All'improvviso mi sentii fuori posto. Un buon Esorcista sviluppa un certo sesto senso nei momenti in cui si sente osservato. Ascoltai, mi guardai attorno con cautela, dilatai perfino le narici, facendo un respiro profondo. Col naso cercai cos'era sfuggito agli altri sensi, ma non rilevai nulla che dovessi temere. Nemmeno gli insetti guardiani che era solito usare l'Apostolo dell'Alveare, rimasto per tutto il periodo con mio fratello. Nulla a parte questo. Niente di niente.

Le terre intorno alla parrocchia avrebbero dovuto essere accoglienti, ma man mano che mi avvicinavo su di esse distinguevo un'aura poco trasparente, di affaticamento e un profondo e cupo sconforto; come se le costruzioni stesse non volessero stare lì.
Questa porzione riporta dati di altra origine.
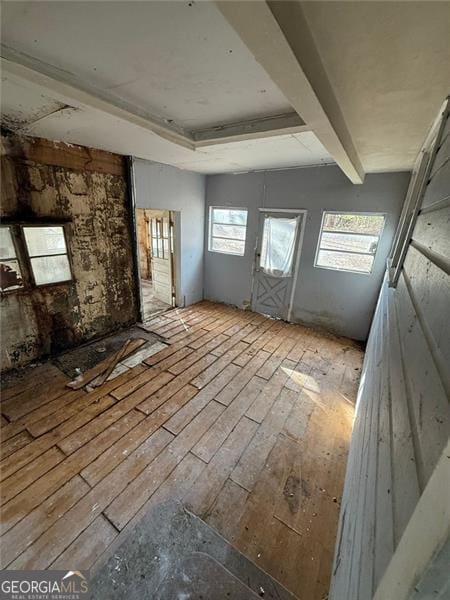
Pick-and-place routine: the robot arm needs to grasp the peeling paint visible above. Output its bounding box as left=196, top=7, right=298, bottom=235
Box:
left=1, top=135, right=137, bottom=370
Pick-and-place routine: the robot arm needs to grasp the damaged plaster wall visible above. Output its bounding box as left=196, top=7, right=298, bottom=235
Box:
left=1, top=134, right=137, bottom=370
left=205, top=166, right=409, bottom=340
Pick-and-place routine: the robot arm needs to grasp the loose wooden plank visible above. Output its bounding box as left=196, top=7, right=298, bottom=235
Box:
left=191, top=342, right=247, bottom=390
left=168, top=334, right=228, bottom=375
left=0, top=396, right=115, bottom=479
left=105, top=401, right=224, bottom=529
left=2, top=411, right=145, bottom=532
left=66, top=339, right=142, bottom=390
left=202, top=478, right=249, bottom=543
left=216, top=350, right=270, bottom=406
left=245, top=361, right=296, bottom=423
left=0, top=362, right=67, bottom=403
left=0, top=476, right=89, bottom=569
left=137, top=354, right=217, bottom=415
left=0, top=431, right=33, bottom=459
left=192, top=380, right=261, bottom=462
left=2, top=373, right=67, bottom=421
left=0, top=447, right=65, bottom=504
left=81, top=386, right=196, bottom=485
left=184, top=417, right=258, bottom=518
left=50, top=515, right=117, bottom=571
left=89, top=454, right=205, bottom=571
left=231, top=389, right=295, bottom=491
left=164, top=364, right=241, bottom=434
left=11, top=429, right=173, bottom=570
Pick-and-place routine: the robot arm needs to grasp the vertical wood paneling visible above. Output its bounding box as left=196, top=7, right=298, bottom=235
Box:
left=330, top=101, right=450, bottom=600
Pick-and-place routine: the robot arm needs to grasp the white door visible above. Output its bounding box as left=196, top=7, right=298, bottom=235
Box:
left=252, top=211, right=304, bottom=321
left=150, top=213, right=173, bottom=306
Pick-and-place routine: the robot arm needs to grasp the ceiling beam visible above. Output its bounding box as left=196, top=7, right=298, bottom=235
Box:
left=192, top=112, right=310, bottom=148
left=1, top=44, right=195, bottom=150
left=216, top=0, right=364, bottom=183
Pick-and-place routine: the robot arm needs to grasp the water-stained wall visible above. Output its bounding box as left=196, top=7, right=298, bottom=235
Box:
left=1, top=135, right=137, bottom=369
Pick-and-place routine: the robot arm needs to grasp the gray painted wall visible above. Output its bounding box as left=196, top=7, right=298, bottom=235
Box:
left=205, top=166, right=409, bottom=340
left=330, top=109, right=450, bottom=600
left=134, top=158, right=205, bottom=306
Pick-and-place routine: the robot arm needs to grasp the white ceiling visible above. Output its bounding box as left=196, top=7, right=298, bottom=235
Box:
left=1, top=0, right=450, bottom=173
left=303, top=1, right=450, bottom=173
left=2, top=1, right=292, bottom=130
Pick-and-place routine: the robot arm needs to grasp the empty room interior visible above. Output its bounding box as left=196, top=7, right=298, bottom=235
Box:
left=0, top=0, right=450, bottom=600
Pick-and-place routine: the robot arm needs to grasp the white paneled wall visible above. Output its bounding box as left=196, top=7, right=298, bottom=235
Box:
left=330, top=104, right=450, bottom=600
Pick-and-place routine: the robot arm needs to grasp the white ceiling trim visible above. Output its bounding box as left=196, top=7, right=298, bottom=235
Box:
left=216, top=1, right=365, bottom=183
left=1, top=45, right=310, bottom=151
Mi sentii alla mercé di quella presenza, e all'improvviso mi sconvolsi non tanto per l'oscurità, diventata più avvolgente e assoluta, ma per il malvagio invito rappresentato dall'unica luce visibile in tutta la casa, nello studio di papà. Camminai verso l'entrata ma rimasi all'erta.

Per poche decine di metri uscii dal riparo degli alberi e a metà del percorso mi voltai all'indietro. "C'è qualcosa che non va!" pensai. Presi un sasso, lo fissai per un attimo, dubbioso, quindi lo buttai via. Forse non era niente, ma qualcuno era passato di lì prima di me. Guardai il sentiero che avevo appena percorso. "Gli insetti!" ragionare come se stessi parlando ad alta voce mi permise di tenere il punto dei pensieri con più chiarezza. "Non ne ho incontrato nemmeno uno lungo tutto il percorso. Qualcosa li ha terrorizzati al punto da farli scappare via." Quando mi rialzai vidi un'ombra con la coda dell'occhio e mi gelai sul posto. "Iudex" pensai. "Iudex è in casa mia."
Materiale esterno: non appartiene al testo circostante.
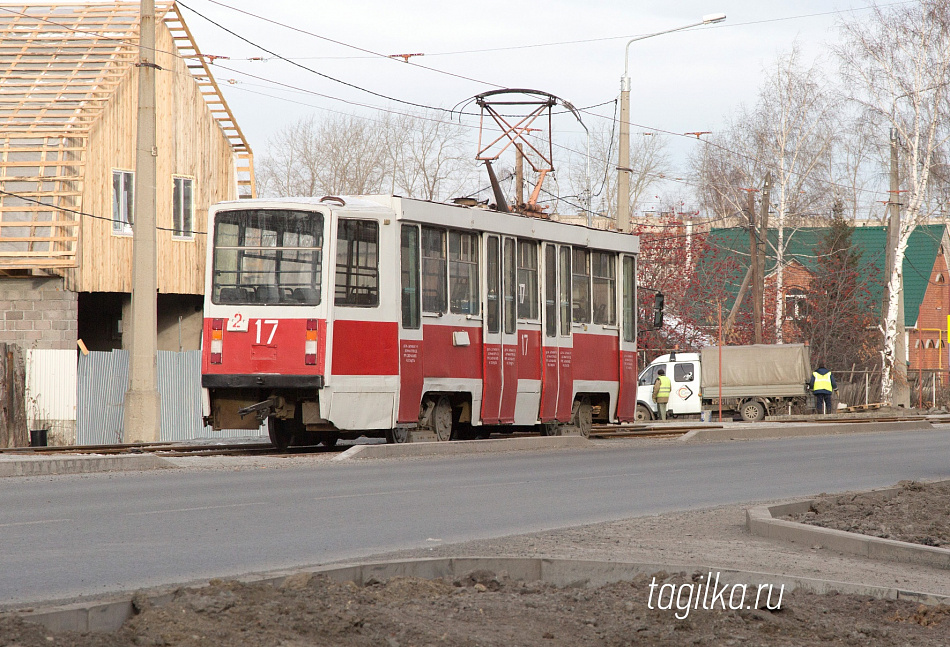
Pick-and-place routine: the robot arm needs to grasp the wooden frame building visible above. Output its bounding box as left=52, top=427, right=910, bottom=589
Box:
left=0, top=2, right=255, bottom=350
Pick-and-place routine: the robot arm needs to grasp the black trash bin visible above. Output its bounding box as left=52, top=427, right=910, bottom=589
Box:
left=30, top=429, right=49, bottom=447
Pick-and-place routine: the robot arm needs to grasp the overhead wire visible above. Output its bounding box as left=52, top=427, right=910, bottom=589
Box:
left=0, top=187, right=208, bottom=236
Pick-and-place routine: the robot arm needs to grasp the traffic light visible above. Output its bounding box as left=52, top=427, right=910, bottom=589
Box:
left=653, top=292, right=663, bottom=330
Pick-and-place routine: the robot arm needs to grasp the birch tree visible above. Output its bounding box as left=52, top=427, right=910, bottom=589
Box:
left=836, top=0, right=950, bottom=401
left=697, top=47, right=836, bottom=343
left=257, top=113, right=477, bottom=200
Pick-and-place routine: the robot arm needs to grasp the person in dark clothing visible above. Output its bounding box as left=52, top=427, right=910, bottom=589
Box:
left=808, top=366, right=838, bottom=413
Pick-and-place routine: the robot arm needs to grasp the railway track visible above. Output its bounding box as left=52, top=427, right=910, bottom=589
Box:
left=0, top=415, right=936, bottom=458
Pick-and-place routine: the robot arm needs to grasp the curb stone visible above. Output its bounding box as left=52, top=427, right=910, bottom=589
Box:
left=746, top=480, right=950, bottom=569
left=9, top=557, right=950, bottom=632
left=0, top=454, right=172, bottom=477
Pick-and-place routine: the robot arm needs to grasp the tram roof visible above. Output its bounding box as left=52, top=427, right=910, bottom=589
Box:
left=215, top=195, right=640, bottom=254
Dietro alla finestra, in parte nascosto, vidi un essere dai contorni sfocati più o meno grosso quanto un uomo. Sembrava in tutto e per tutto l'ombra di una persona. Non si mosse. Mi guardò e aspettò. Non lo studiai direttamente ma tenni lo sguardo puntato qualche metro più in là. Fargli credere che non mi ero ancora accorto della sua presenza mi dava un certo vantaggio in caso avesse avuto cattive intenzioni. Sbattei bene le palpebre per pulirmi gli occhi e poi voltai la testa nella sua direzione, passando subito oltre.
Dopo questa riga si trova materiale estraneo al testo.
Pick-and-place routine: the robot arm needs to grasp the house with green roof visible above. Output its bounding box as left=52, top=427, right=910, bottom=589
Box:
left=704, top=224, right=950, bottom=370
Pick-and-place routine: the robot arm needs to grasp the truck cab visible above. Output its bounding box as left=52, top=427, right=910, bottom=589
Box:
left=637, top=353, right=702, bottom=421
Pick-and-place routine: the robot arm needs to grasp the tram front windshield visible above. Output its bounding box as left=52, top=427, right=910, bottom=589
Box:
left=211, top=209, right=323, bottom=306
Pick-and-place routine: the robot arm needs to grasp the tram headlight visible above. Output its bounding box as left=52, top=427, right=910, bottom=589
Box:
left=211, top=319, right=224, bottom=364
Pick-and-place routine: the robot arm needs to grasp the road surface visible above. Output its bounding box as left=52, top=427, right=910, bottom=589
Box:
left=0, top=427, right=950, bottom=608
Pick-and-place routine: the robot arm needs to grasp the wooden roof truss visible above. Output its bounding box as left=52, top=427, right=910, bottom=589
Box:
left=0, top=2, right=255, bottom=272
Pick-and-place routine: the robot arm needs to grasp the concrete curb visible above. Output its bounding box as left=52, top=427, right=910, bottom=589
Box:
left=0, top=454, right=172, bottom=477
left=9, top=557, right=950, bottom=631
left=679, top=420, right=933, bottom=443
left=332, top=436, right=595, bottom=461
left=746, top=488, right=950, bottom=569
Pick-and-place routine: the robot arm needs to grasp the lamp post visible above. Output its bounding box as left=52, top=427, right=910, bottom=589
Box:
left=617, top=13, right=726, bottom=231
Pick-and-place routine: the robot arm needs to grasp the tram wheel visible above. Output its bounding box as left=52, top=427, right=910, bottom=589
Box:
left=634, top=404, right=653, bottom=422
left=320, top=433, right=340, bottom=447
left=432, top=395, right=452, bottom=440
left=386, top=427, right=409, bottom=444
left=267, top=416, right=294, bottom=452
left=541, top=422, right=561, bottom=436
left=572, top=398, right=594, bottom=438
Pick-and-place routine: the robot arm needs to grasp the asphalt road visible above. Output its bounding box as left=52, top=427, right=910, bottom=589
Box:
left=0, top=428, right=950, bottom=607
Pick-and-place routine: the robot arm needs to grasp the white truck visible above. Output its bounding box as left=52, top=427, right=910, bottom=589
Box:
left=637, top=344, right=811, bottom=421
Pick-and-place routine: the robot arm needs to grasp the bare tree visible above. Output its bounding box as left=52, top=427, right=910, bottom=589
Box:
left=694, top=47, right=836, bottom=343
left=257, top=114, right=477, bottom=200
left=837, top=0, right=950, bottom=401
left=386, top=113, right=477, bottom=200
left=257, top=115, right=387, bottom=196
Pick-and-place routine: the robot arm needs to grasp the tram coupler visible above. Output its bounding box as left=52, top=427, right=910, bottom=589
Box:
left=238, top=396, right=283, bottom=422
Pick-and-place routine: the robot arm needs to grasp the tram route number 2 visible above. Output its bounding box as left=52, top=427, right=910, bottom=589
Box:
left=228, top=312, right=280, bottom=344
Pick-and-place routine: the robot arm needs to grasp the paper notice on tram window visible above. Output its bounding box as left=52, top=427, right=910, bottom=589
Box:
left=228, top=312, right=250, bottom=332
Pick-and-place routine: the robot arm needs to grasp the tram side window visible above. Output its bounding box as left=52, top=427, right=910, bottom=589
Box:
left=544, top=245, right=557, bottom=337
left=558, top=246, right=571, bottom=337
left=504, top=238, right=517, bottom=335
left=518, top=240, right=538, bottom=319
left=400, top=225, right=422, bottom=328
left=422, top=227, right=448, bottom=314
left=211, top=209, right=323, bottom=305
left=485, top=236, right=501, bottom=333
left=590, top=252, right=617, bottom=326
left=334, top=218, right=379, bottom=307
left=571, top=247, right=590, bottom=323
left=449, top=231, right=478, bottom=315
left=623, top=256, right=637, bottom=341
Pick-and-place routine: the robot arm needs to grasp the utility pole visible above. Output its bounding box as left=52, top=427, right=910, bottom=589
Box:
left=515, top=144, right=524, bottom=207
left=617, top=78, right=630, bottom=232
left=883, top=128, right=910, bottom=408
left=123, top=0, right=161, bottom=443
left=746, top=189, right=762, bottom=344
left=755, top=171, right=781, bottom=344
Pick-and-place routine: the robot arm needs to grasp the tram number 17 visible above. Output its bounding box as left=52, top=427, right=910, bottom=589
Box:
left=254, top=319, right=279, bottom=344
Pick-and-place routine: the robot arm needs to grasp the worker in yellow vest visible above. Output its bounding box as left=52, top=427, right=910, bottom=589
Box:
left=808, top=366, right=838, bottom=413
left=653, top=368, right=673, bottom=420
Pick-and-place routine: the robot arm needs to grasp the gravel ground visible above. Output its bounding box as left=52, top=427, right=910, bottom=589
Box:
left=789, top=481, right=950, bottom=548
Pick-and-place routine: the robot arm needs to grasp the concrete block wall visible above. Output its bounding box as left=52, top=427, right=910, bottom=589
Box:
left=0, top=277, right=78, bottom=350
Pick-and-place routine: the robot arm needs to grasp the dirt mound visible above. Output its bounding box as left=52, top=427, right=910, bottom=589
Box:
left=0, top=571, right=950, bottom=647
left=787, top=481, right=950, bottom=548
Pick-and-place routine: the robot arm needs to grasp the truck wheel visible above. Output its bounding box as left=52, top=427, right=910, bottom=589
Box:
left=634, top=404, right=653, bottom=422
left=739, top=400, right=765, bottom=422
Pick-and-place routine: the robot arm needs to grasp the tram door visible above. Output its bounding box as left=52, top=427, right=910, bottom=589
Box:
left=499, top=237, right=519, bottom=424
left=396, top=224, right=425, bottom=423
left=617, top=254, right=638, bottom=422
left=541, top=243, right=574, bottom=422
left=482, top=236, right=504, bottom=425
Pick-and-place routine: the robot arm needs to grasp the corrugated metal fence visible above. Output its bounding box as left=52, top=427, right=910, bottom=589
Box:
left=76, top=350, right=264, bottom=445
Nel punto in cui sapevo si nascondeva concentrai al massimo la mia attenzione e cercai di capire. Niente. Non sapevo se quello che vedevo era reale o solo un'illusione creata dalla luce opaca sulla finestra. Con qualcuno al mio fianco sarei stato più coraggioso, ma ormai era troppo tardi. La macchina era terribilmente distante e io troppo all'aperto per tentare qualcosa di improvviso. Dovevo andare avanti.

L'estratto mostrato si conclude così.